Researchers at the NCETA looked at data from the 2013 National Drug Strategy Household Survey, which asked 12,500 people in the workforce about their alcohol and drug use and how often they had taken a day off work because of them.  

Most of those surveyed drank alcohol at low-risk levels (56.1%), 26.6% at risky levels, 9.3% at high-risk levels and 8% abstained.

Most had never used any illicit drug (49.5%) or had not used within the past year (34.9%).

A total of 7.3% of those surveyed used drugs yearly, 2.9% did so monthly, and 5.4% did so weekly.

Survey participants self-reported missing a total of 1,688,161 days due to alcohol and 854,497 days due to drug use.

The riskier their drug and alcohol use the more sickies they took. 

Professor Ann Roche told SmartCompany the results demonstrate the high costs associated with alcohol and drug related absenteeism in Australia.

“These are all preventable costs, so in terms of its impost and business and the economy that is substantial,” she says.

Roche says while blame is often placed on the worker themselves the research shows there are some industry and occupational types that have workplace environments conducive to alcohol and drug use.

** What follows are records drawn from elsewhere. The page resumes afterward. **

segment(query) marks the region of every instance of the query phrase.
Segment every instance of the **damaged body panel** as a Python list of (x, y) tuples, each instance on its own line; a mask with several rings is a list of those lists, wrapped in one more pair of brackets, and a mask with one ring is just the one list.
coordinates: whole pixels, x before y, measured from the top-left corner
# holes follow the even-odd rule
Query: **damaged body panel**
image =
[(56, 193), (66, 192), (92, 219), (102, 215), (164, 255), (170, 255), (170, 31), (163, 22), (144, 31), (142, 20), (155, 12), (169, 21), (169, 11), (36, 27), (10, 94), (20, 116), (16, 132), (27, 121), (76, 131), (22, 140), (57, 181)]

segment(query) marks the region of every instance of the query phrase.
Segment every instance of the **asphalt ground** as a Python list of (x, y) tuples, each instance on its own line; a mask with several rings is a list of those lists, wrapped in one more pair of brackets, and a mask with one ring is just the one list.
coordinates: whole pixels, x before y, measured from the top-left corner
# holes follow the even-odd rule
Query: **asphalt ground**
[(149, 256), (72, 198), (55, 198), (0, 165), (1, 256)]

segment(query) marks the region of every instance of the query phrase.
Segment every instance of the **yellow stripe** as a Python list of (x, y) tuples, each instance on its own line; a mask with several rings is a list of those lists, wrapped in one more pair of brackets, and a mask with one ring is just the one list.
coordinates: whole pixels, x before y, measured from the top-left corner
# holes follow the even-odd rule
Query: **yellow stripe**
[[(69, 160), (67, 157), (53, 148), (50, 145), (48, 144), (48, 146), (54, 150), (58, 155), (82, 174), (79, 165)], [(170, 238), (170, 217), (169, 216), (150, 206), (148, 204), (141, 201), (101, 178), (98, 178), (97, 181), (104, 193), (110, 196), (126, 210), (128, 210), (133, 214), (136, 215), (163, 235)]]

How to reduce drug and alcohol sickies in your business


Roche’s tips for business owners to reduce alcohol and drug sickies include:

  • Put in place an alcohol and drugs policy. Roche says business owners should overhaul their “top down” policies to identify appropriate norms in terms of alcohol and drug use and make it clear what the policy position is in terms of alcohol and drug use.
  • Increase supervision. Problems often occur with employees working in a regional, rural or remote area with low levels of supervision.
  • Make free water and soft drinks available. “In an environment that is hot and dusty people often want to quench their thirst and often the main place to do that is the pub,” Roche says.  “Many alcohol problems are mitigated by making available free water and soft drinks.”
  • Abolish workplace bars that offer alcohol at reduced prices.
  • Be aware of increased risk of alcohol and drug related issues in environments that operate at irregular hours like hospitality industry and offshore fishing and where staff work long hours and under pressure.